Spezia, Gotti: "Ho avuto la sensazione che cercassero proprio me, come uomo e come tecnico"

di Marco Innocenti

"Voglio una squadra equilibrata e che s'impegni. Nzola? quando cambia l'allenatore, le gerarchie si azzerano. Dovrà dimostrare, come tutti"

Spezia, Gotti: "Ho avuto la sensazione che cercassero proprio me, come uomo e come tecnico"

"L'aspetto determinante che mi ha portato a scegliere la panchina dello Spezia, è stata la sensazione che cercassero proprio me, come allenatore e come persona". Si presenta così, Luca Gotti. "E' tutto qui, al di là di ogni aspetto economico - aggiunge - La trattativa è durata tre minuti. Mi hanno chiesto le mie idee, senza procuratori e intermediari, come persone normali. C'è stata gratificazione nella sensazione di essere la persona giusta".

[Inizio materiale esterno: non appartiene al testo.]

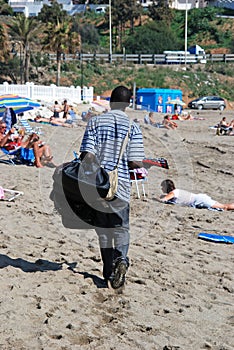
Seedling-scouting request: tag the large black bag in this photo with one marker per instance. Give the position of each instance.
(77, 187)
(85, 182)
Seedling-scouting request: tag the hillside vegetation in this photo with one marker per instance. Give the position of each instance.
(196, 80)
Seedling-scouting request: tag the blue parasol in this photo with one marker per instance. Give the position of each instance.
(17, 103)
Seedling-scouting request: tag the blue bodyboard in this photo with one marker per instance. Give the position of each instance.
(216, 238)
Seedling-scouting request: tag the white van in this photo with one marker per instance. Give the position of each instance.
(100, 9)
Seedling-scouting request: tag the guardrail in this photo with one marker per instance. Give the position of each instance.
(49, 93)
(146, 58)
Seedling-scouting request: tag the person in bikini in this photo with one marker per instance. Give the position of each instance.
(174, 195)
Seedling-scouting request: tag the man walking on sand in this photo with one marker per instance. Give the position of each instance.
(103, 138)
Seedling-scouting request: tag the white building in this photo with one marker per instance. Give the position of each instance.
(33, 7)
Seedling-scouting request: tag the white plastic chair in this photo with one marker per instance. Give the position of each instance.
(136, 181)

"Il percorso che ha avuto questa squadra è anomalo - ha commentato Gotti - È una rosa giovane, con poca esperienza globale in Serie A ma con quasi tutti un anno di esperienza importantissima. Ci sono giovani estremamente interessanti, con grandi margini. Ora qualcuno che è stato importante l'anno scorso potrà non esserci, ma c'è da parte del club la rassicurazione a sostituire eventuali partenze e coprire eventuali lacune, con giocatori funzionali".

"Voglio che i giocatori sappiano cosa fare - ha proseguito - una squadra equilibrata, insomma, e io sono per l'impegno, un dogma che non può mancare in un lavoro così bello. Il talento sprecato mal lo sopporto, così come chi non dà tutto. Questa spinta cercherò di averla sempre". E infine su Nzola: "Mi è piaciuto tantissimo due anni fa, da fuori fai sempre fatica a capire il perché succede ciò che succede. Lo scorso anno ha avuto meno spazio. A me sembrerebbe un vero primo acquisto. Poi quando cambia un allenatore le gerarchie si azzerano e ci sono pari opportunità. Come gli altri, dovrà mettersi in condizione di meritare la fiducia mia e del gruppo".